The more a man judges the less he loves.
And now will burst forth from her those pleasantries at which you will
be the first to laugh and those reflections which will startle you by
their profundity; now you will see sudden changes of mood and the
caprices of a mind which hesitates. At times she will exhibit extreme
tenderness, as if she repented of her thoughts and her projects;
sometimes she will be sullen and at cross-purposes with you; in a
word, she will fulfill the _varium et mutabile femina_ which we
hitherto have had the folly to attribute to the feminine temperament.
Diderot, in his desire to explain the mutations almost atmospheric in
the behavior of women, has even gone so far as to make them the
offspring of what he calls _la bete feroce_; but we never see these
whims in a woman who is happy.
These symptoms, light as gossamer, resemble the clouds which scarcely
break the azure surface of the sky and which they call flowers of the
storm. But soon their colors take a deeper intensity.
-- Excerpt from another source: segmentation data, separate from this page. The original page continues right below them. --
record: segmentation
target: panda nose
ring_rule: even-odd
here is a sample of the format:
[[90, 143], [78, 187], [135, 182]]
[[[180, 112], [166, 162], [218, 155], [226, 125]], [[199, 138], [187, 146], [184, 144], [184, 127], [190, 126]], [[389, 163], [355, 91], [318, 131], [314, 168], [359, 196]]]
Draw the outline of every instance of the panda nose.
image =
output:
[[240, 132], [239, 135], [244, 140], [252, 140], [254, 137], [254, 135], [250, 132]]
In the midst of this solemn premeditation, which tends, as Madame de
Stael says, to bring more poetry into life, some women, in whom
virtuous mothers either from considerations of worldly advantage of
duty or sentiment, or through sheer hypocrisy, have inculcated
steadfast principles, take the overwhelming fancies by which they are
assailed for suggestions of the devil; and you will see them therefore
trotting regularly to mass, to midday offices, even to vespers.